Alvarez’s hands clenched around the phone. Could this be right? “Or maybe it was the other way around?”
“Like someone didn’t want her messing around with Dan Grayson?” she said. “Yeah, sure. It could be, I suppose.”
But who would care? One of his ex-wives? Hattie Grayson, his sister-in-law? Hattie seemed interested in him, but she didn’t seem the type . . . neither did Cara nor Akina. And why try to take out the sheriff too?
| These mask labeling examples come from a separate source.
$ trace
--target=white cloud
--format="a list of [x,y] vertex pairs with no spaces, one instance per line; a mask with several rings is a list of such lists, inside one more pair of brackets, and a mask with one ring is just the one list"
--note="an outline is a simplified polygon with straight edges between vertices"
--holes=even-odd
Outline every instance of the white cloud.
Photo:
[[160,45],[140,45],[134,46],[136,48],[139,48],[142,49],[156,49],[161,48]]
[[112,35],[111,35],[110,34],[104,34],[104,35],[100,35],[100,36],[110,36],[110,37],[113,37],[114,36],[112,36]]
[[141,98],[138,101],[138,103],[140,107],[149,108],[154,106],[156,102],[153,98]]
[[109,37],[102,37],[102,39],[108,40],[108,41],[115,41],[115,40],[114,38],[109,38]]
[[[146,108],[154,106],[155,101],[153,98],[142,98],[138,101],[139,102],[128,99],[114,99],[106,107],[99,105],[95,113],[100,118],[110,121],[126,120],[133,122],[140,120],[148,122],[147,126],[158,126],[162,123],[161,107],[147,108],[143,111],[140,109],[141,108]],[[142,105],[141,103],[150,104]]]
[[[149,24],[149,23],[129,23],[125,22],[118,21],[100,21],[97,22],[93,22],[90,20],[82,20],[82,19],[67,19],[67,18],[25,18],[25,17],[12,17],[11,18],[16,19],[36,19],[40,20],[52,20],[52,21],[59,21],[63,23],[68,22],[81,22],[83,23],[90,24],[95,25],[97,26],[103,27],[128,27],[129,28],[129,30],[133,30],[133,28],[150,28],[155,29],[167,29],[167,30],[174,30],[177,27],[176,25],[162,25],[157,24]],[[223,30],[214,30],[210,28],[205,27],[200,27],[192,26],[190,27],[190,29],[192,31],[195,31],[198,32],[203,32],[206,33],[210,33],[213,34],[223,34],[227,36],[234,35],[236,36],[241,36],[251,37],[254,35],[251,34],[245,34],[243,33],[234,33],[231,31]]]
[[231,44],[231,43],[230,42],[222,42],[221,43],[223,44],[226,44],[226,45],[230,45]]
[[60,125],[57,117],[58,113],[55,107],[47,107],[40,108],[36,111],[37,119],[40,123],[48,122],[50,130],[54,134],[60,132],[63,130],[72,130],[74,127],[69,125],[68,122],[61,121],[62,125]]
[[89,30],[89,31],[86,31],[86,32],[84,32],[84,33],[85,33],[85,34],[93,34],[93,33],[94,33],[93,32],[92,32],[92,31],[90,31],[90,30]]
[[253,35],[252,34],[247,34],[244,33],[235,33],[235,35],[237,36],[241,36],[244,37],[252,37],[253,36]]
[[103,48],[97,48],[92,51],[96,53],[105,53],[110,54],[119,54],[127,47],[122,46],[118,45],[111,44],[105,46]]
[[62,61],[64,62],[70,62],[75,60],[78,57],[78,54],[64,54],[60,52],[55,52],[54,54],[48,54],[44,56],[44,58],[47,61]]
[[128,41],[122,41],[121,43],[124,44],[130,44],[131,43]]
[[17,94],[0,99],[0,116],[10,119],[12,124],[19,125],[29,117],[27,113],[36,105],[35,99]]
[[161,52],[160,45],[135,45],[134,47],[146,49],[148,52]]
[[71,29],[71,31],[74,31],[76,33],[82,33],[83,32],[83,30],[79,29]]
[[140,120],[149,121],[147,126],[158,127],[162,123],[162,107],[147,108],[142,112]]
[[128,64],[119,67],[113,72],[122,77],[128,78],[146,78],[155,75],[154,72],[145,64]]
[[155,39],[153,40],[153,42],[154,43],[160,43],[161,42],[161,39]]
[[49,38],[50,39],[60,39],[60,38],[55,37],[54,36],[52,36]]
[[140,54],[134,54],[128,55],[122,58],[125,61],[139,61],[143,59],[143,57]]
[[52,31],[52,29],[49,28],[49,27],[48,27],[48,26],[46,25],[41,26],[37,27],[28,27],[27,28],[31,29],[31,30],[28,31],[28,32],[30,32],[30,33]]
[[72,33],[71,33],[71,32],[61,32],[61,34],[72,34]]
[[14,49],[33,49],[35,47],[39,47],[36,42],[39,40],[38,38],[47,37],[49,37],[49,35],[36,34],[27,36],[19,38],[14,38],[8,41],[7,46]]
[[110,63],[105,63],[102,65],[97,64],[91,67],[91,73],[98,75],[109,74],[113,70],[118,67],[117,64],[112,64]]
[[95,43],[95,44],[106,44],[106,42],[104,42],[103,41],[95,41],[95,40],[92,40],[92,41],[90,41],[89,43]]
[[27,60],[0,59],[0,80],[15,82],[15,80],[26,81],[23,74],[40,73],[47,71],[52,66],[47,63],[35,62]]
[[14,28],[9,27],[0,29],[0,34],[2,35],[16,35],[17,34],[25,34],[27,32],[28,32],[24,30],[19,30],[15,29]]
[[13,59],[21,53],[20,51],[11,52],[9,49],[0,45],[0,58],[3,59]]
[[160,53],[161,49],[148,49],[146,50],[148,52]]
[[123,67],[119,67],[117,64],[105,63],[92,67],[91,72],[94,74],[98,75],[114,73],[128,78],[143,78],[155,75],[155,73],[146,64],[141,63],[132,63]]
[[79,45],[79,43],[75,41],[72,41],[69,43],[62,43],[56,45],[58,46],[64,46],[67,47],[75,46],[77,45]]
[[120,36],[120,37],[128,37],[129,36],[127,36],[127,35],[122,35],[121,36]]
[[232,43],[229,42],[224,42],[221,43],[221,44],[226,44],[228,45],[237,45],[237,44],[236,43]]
“Oh! I gotta go. I hear the garage door going up. Win’s back. Please, please, please don’t tell him I called you. He would be so ticked off!”
Before Alvarez could say another word, Cee-Cee hung up.
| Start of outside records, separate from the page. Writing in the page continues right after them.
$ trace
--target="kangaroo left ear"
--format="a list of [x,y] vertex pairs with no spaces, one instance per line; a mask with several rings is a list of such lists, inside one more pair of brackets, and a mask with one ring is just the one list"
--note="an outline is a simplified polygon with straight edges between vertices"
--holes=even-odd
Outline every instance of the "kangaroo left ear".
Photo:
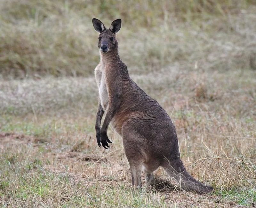
[[122,20],[121,19],[117,19],[113,21],[109,28],[109,30],[114,34],[117,33],[121,28]]

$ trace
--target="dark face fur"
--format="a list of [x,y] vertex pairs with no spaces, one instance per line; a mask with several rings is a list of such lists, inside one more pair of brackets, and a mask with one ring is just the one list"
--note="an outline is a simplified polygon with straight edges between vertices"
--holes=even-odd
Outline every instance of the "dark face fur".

She lowered the phone from her ear, trying to wrap her mind around Sheriff Grayson and the judge. Really? She felt more than a little disappointment and she didn’t want to analyze that too carefully.
“What the hell was that all about?” Pescoli asked, speeding up again.
“Cee-Cee Piquard thinks she overheard the judge setting up a lover’s rendezvous with Dan Grayson.”
“Oh, come on. I thought we’d ruled out the whole love triangle thing.”
“We had,” Alvarez said, then repeated the conversation, finishing with, “. . . so Cee-Cee assumes that the judge and the sheriff were having an affair.”
“If it’s true, someone knows about it,” Pescoli said.
“There’ll be phone messages or love letters or texts or more overheard conversations. One of them would have told someone something. Tomorrow, we’ll start with Bess Brewster and talk to Samuels-Piquard’s maid. Then, if that doesn’t work, we’ll try the sheriff’s brothers.”
“And hopefully Rule will have learned if Vincent’s in that cabin, and we can go talk to him,” Alvarez said.
Pescoli nodded as she stared into the night and the distant glare of oncoming headlights from the eastbound lanes.
“You think the ashes we found were old letters?” Alvarez asked.
“It’s possible,” she said, “but who the hell knows?”
“Why is it with this case that just when we think we’re getting somewhere, like with Verdago, we learn about a possible love connection?”
“Just because Kathryn Samuels-Piquard had a private love life, even if it was with Grayson, doesn’t mean it pissed someone off,” Pescoli said.
“But it could be the motive.”
“Maybe.” Pescoli was cautious.
“I thought you were the one who was thinking the case might have a personal angle to it.”
Snow was starting to fall again, so she hit the wipers. “I just have a feeling about Verdago. What was it he said to the judge when he was sentenced?”
“ ‘You’ll get yours’ accompanied by a nice finger gesture.”